AI-powered coding assistants have transformed how developers write and review code. But most of these tools require sending your source code to cloud services, a non-starter for teams working with proprietary codebases, air-gapped environments, or strict compliance requirements. What if you could have an intelligent coding agent that finds bugs, fixes them, runs your tests, and produces PR-ready summaries, all without a single byte leaving your machine?

The Local Repo Patch Agent demonstrates exactly this. By combining the GitHub Copilot SDK for agent orchestration with Foundry Local for on-device inference, this project creates a fully autonomous coding workflow that operates entirely on your hardware. The agent scans your repository, identifies bugs and code smells, applies fixes, verifies them through your test suite, and generates a comprehensive summary of all changes, completely offline and secure.

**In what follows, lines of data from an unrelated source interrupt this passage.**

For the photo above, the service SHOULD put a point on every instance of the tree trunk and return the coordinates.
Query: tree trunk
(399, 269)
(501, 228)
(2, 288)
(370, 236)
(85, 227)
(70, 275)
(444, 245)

This article explores the architecture behind this integration, walks through the key implementation patterns, and shows you how to run the agent yourself. Whether you're building internal developer tools, exploring agentic workflows, or simply curious about what's possible when you combine GitHub's SDK with local AI, this project provides a production-ready foundation to build upon.

Why Local AI Matters for Code Analysis

Cloud-based AI coding tools have proven their value—GitHub Copilot has fundamentally changed how millions of developers work. But certain scenarios demand local-first approaches where code never leaves the organisation's network.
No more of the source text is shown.